Our findings provided valuable insights for targeted marketing, expansion planning, and dynamic pricing strategies, demonstrating my ability to perform complex data analysis and provide actionable business recommendations.
Our project focused on image captioning using a subset of the MS-COCO 2017 dataset, containing around 100,000 images with descriptive captions. The goal was to develop a model that can learn image features and generate captions, which is important for creating alt text to aid accessibility for people with disabilities. The dataset includes 118,000 images for training, 40,700 for testing, and 5,000 for validation, each resized to 224 x 224 pixels and having five captions.
Initially, we considered using VGG16 and GPT-2 but switched to EfficientNetB0 for feature extraction due to its efficiency, significantly reducing training time. We used an LSTM model for text generation because of its effectiveness in handling short-term dependencies in captions. Our final model performed well, achieving high accuracy in generating relevant captions, particularly for core objects within images. It closely aligned with the provided captions, though it occasionally struggled with less common objects.

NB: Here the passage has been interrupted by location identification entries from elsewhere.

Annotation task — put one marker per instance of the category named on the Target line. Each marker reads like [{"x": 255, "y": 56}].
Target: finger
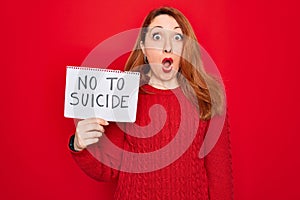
[
  {"x": 90, "y": 127},
  {"x": 91, "y": 135},
  {"x": 94, "y": 120}
]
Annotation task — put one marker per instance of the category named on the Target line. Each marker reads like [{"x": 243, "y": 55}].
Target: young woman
[{"x": 157, "y": 157}]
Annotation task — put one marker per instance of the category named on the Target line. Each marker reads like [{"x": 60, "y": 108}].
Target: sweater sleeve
[
  {"x": 218, "y": 164},
  {"x": 91, "y": 160}
]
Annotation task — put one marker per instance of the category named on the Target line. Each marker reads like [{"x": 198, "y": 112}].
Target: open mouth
[{"x": 167, "y": 65}]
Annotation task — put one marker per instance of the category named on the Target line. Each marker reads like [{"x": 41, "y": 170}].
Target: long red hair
[{"x": 202, "y": 89}]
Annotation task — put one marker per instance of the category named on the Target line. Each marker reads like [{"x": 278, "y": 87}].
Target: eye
[
  {"x": 156, "y": 36},
  {"x": 178, "y": 37}
]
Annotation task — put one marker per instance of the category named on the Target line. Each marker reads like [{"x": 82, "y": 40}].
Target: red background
[{"x": 254, "y": 43}]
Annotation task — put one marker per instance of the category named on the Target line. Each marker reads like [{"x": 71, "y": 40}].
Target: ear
[{"x": 142, "y": 47}]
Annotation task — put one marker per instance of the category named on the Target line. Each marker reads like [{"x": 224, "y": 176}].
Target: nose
[{"x": 167, "y": 46}]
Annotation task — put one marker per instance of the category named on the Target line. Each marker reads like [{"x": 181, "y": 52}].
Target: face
[{"x": 163, "y": 47}]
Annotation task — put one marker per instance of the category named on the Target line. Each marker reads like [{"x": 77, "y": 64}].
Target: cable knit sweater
[{"x": 158, "y": 156}]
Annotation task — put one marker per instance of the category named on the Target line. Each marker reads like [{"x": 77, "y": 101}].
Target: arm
[
  {"x": 90, "y": 159},
  {"x": 219, "y": 167}
]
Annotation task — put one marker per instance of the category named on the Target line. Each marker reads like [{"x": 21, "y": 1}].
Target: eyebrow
[{"x": 163, "y": 27}]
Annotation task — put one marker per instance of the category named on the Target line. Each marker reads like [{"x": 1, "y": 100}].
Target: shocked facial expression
[{"x": 163, "y": 47}]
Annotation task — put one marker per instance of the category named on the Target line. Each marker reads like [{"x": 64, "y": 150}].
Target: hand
[{"x": 88, "y": 131}]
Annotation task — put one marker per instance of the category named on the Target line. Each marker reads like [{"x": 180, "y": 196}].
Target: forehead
[{"x": 164, "y": 21}]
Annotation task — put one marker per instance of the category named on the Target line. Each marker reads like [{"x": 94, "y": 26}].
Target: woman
[{"x": 177, "y": 99}]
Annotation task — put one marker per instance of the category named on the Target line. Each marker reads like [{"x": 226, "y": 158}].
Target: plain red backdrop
[{"x": 254, "y": 43}]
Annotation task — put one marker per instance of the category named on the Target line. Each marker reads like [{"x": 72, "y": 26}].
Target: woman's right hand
[{"x": 88, "y": 131}]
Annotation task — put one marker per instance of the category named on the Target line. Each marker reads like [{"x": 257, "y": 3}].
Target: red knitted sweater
[{"x": 158, "y": 154}]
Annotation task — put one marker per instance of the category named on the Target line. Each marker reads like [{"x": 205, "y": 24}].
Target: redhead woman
[{"x": 157, "y": 157}]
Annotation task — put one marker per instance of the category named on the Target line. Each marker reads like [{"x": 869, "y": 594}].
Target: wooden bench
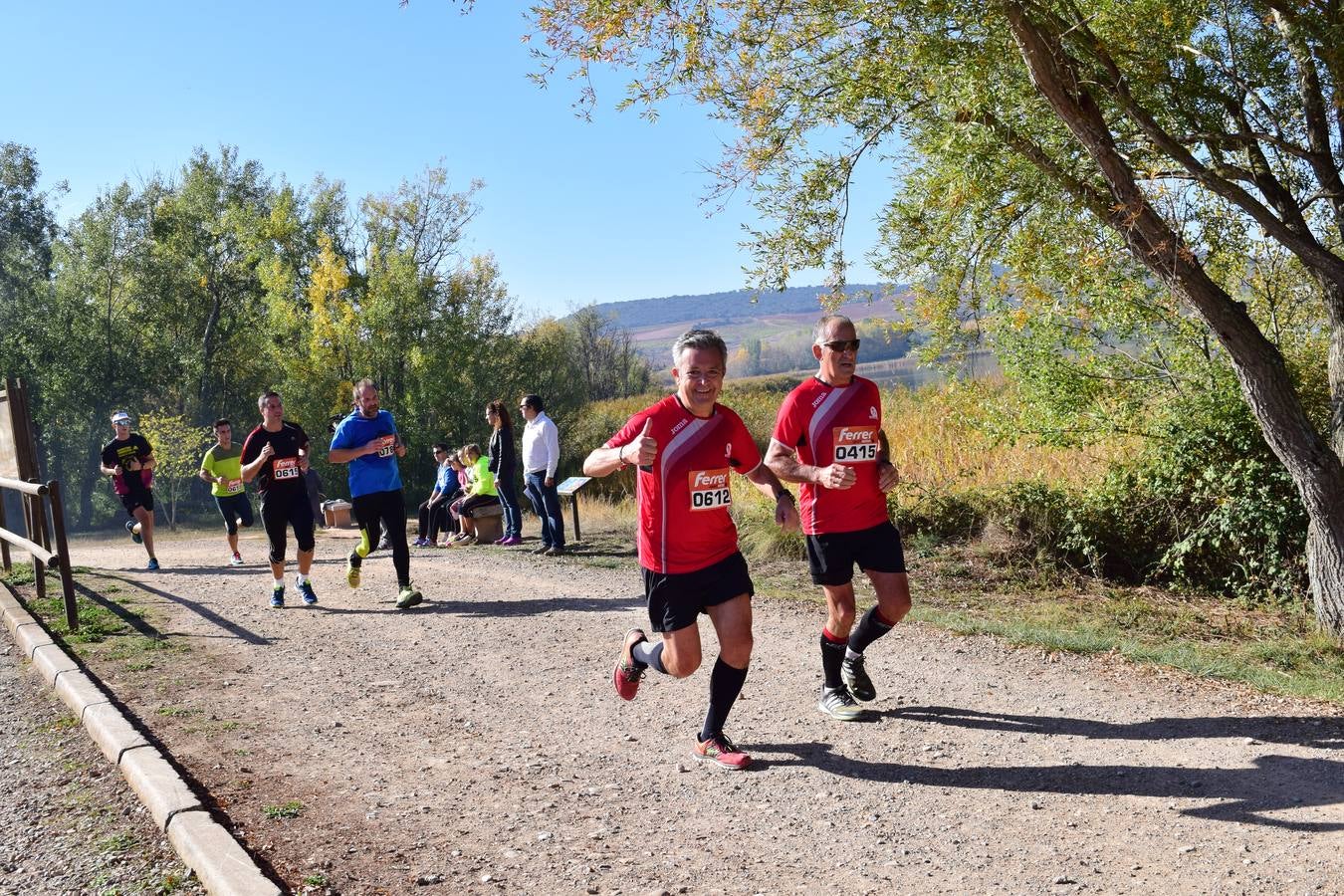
[{"x": 490, "y": 523}]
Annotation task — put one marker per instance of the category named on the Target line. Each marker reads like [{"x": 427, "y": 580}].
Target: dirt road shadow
[
  {"x": 1243, "y": 795},
  {"x": 1324, "y": 733}
]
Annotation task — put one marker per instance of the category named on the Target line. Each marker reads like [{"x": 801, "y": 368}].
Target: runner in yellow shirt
[{"x": 222, "y": 468}]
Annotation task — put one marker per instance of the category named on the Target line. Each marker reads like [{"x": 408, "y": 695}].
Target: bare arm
[
  {"x": 768, "y": 484},
  {"x": 785, "y": 464},
  {"x": 641, "y": 452}
]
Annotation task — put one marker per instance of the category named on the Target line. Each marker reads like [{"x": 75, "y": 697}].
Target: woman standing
[{"x": 504, "y": 466}]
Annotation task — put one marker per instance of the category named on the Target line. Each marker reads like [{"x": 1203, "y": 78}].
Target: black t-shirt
[
  {"x": 280, "y": 474},
  {"x": 117, "y": 452}
]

Through this project, we learned the importance of choosing efficient pre-trained models for feature extraction to handle large datasets effectively. We also realized the iterative nature of training neural networks, which requires fine-tuning different architectures and regularization techniques to achieve desired results. Future improvements include experimenting with RNNs or transformers for potentially better accuracy, trying different regularization methods to address overfitting, and adding object detection to improve caption relevance. Overall, this project provided valuable insights into using neural networks for image captioning and balancing accuracy with computational efficiency.